Strategic Vision: Breaking Technical Bottlenecks with 3D Large Models

The R&D team behind V2Fun consists primarily of "post-90s" talent, with members hailing from tech giants like ​Tencent and Alibaba​. Their core objective is to build an independent and controllable 3D content large model, pushing AI from 2D image generation toward 3D spatial expression.

Industry analysts believe that while 3D generation is technically more complex than 2D due to spatial structure and dynamic effects, it represents the strategic high ground of the next generation of AI and the digital economy.

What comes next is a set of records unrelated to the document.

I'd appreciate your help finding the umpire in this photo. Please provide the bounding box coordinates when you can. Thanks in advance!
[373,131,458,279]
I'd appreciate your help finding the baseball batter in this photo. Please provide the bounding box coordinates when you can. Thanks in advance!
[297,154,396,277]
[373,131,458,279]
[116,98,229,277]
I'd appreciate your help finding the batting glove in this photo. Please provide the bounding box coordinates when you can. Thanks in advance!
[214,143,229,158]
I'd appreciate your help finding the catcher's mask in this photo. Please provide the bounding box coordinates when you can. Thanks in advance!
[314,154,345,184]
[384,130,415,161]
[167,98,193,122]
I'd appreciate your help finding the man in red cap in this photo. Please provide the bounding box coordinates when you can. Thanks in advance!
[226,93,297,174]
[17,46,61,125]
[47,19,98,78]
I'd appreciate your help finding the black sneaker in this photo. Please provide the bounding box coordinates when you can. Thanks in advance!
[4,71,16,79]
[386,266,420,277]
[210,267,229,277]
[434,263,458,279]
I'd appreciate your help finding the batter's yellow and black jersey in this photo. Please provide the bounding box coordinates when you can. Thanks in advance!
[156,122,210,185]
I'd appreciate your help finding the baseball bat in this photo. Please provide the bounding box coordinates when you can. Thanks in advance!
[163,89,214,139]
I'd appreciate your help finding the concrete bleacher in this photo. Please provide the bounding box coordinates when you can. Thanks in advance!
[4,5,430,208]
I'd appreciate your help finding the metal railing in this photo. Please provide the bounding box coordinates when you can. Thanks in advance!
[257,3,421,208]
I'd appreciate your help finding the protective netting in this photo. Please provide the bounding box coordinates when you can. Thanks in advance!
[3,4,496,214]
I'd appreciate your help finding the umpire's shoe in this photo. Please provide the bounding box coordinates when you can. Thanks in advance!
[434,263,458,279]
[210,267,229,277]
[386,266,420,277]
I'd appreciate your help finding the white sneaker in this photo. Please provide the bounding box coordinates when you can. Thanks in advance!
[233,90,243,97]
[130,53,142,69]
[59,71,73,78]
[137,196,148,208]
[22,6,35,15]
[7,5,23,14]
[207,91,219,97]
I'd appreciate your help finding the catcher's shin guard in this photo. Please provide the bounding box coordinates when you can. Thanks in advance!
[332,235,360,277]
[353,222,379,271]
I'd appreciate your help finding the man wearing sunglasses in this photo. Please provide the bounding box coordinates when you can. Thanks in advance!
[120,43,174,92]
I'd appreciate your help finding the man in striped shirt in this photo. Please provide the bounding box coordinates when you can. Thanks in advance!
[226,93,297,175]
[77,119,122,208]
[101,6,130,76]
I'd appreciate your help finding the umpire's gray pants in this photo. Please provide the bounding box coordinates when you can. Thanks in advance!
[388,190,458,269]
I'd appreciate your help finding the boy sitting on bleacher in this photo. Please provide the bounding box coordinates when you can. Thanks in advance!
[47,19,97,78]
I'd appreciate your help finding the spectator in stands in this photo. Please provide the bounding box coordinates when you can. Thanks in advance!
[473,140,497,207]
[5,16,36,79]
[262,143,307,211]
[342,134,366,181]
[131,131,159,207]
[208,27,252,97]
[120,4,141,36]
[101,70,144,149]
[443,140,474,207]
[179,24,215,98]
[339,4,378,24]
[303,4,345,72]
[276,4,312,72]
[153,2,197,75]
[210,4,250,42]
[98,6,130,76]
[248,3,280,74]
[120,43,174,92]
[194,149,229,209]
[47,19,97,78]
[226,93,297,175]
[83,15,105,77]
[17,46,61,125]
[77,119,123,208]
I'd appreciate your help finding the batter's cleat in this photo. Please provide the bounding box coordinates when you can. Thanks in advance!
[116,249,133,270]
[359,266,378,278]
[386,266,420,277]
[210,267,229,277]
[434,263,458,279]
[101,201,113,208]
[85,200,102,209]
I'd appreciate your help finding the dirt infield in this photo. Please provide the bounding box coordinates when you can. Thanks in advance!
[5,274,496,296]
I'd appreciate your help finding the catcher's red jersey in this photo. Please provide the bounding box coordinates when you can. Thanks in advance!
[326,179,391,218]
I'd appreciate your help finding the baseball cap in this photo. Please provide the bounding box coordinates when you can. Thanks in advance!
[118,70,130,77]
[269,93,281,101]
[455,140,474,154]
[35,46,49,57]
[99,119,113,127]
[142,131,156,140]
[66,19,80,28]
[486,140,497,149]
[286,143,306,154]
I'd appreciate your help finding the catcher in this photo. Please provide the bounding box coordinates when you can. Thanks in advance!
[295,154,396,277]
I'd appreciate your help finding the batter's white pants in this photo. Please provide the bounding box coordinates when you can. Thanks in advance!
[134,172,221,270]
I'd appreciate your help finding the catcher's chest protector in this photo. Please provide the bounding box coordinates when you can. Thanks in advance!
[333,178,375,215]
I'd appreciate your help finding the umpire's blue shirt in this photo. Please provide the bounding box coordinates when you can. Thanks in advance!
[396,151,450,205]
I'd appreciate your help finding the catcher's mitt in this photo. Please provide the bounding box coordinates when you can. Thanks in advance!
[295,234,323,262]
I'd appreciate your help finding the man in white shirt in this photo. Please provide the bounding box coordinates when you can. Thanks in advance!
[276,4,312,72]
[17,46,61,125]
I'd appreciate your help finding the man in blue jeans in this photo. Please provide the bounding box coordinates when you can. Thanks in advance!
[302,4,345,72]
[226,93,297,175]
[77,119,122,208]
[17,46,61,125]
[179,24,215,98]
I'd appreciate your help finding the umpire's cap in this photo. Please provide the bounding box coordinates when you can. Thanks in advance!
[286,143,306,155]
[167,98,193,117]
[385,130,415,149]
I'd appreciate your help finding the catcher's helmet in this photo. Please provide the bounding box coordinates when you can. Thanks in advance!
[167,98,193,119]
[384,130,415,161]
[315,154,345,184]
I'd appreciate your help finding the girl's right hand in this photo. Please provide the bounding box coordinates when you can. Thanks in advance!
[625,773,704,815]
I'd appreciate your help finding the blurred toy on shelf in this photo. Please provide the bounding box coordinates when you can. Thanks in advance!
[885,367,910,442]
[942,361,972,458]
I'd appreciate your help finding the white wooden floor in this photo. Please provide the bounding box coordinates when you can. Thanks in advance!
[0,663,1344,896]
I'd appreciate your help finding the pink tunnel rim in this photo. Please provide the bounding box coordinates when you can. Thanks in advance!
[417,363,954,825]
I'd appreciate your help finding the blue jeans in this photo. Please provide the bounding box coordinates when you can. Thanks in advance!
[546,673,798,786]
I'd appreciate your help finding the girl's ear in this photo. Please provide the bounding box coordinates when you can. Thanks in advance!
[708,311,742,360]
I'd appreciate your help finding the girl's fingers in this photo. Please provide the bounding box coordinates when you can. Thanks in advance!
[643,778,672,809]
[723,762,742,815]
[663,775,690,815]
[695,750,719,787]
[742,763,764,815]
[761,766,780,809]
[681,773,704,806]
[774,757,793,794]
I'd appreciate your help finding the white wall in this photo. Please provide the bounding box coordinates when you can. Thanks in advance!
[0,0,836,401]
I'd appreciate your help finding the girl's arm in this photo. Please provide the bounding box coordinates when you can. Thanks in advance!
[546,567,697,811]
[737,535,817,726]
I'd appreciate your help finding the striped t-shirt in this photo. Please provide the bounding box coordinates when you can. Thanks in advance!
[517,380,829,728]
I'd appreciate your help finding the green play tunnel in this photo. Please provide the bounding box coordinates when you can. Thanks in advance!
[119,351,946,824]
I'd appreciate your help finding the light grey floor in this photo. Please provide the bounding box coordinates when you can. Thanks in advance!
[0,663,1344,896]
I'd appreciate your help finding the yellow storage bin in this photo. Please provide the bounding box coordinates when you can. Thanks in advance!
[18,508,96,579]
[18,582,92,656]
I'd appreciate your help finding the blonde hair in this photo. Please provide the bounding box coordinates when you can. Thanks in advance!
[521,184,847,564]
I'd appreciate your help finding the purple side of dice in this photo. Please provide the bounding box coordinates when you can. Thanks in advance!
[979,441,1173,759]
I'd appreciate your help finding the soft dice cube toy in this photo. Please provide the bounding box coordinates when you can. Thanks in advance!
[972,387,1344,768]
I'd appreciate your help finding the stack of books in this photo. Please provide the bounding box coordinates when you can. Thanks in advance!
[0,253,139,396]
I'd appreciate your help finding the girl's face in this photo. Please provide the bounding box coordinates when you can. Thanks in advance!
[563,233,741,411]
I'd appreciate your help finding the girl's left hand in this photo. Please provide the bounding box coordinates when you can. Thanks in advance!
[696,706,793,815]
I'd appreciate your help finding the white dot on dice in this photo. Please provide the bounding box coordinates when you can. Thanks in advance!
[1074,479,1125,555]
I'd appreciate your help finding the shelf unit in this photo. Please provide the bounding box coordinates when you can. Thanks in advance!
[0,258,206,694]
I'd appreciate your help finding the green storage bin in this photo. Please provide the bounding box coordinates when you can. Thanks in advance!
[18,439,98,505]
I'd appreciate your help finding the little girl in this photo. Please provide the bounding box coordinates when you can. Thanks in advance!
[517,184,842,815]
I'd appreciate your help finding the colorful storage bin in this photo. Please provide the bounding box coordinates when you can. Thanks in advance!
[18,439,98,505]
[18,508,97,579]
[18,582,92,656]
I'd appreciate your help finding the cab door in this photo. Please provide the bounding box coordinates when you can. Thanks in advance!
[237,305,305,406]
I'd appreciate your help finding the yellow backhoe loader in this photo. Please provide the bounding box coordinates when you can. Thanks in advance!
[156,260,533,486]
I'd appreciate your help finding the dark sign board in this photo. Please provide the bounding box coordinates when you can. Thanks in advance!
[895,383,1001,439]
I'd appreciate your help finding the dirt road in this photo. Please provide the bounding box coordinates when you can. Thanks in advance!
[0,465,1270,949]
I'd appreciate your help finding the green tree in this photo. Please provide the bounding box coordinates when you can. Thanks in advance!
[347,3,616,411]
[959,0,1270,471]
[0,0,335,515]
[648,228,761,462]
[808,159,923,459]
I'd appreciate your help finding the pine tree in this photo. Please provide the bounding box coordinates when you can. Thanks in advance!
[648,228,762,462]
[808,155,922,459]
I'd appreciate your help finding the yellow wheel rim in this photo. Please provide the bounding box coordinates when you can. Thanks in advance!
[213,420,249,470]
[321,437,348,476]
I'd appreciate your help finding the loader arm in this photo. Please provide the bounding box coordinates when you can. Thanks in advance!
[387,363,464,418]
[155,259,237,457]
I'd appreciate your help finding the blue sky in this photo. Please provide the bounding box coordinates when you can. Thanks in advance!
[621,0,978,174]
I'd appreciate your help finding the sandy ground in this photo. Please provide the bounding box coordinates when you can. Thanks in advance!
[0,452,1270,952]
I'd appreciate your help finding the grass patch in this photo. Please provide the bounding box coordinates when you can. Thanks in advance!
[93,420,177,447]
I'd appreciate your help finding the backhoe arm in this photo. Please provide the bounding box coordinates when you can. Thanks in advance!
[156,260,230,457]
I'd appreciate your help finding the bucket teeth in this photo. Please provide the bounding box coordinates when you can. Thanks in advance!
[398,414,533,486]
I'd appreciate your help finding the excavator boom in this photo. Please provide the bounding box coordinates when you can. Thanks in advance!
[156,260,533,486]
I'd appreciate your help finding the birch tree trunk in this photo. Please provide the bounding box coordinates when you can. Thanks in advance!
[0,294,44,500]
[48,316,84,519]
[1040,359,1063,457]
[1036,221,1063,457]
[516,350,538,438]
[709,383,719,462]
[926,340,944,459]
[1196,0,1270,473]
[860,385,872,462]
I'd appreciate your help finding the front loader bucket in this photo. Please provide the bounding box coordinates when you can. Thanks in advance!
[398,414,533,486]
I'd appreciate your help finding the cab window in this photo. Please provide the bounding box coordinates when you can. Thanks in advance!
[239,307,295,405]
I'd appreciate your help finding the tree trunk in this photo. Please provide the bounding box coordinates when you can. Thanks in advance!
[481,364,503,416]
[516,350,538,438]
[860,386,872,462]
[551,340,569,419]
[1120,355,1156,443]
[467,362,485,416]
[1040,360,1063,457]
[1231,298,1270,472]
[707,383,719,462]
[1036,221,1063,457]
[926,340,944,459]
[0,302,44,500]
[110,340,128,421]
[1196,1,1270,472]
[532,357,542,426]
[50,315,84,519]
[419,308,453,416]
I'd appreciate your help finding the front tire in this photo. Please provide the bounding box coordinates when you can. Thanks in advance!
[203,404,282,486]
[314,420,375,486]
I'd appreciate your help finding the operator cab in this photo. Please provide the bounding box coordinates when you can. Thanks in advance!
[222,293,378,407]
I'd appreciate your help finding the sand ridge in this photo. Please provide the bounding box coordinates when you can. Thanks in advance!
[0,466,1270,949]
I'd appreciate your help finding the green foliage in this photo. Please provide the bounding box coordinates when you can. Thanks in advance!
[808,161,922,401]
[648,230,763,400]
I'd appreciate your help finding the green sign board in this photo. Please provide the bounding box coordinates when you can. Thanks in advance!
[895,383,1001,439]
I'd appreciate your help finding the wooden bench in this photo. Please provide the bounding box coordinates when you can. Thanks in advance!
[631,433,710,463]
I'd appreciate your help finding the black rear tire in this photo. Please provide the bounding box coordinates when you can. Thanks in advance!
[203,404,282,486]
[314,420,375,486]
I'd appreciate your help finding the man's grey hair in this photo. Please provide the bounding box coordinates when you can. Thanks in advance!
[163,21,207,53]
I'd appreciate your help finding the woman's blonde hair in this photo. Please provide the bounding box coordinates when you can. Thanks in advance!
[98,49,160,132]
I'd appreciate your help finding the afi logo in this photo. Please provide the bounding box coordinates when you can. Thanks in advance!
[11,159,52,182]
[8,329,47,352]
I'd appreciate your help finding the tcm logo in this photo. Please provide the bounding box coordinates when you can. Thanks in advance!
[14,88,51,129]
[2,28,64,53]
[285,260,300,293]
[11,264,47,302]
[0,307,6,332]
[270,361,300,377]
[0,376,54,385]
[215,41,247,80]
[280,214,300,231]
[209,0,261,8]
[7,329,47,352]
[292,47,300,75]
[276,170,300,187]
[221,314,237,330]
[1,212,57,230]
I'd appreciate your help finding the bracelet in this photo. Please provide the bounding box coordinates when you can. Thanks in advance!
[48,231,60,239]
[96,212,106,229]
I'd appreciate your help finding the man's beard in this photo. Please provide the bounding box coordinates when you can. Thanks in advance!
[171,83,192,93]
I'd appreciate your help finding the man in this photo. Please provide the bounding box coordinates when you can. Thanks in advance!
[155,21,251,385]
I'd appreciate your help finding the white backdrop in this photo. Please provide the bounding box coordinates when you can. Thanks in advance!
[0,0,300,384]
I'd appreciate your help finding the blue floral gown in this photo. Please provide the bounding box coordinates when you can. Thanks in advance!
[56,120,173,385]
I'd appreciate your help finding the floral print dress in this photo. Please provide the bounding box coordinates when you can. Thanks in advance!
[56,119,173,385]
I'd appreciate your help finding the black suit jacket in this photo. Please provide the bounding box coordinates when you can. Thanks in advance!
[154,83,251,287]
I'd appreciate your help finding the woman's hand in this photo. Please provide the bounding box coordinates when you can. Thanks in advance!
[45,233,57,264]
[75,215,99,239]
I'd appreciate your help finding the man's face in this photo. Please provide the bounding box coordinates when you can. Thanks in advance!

Domestic innovation from firms like Vertex Lab Tech is seen as a vital step in breaking overseas technical monopolies.

Industry Observation: Towards a New Era of "UGC" 3D Content

Experts point out that as AI matures, the barrier to 3D creation will continue to lower, allowing individual creators and small teams to participate in a more diverse and personalized ecosystem. This aligns with V2Fun's vision of making 3D content truly ​UGC (User-Generated Content).

However, the industry must also address challenges regarding content quality, original value, and regulatory order. It is noted that a gap still exists between current AI 3D output and cinema-grade industrial video quality, requiring ongoing technical iteration.

Conclusion

Under the trend of deep integration between AI and digital content, 3D animation is moving from a specialized niche to a mainstream audience. Tools like V2Fun are breaking traditional barriers and solving core industry pain points. As technology improves, 3D content production will enter a more efficient, open, and diverse stage, injecting new vitality into the high-quality development of the digital economy.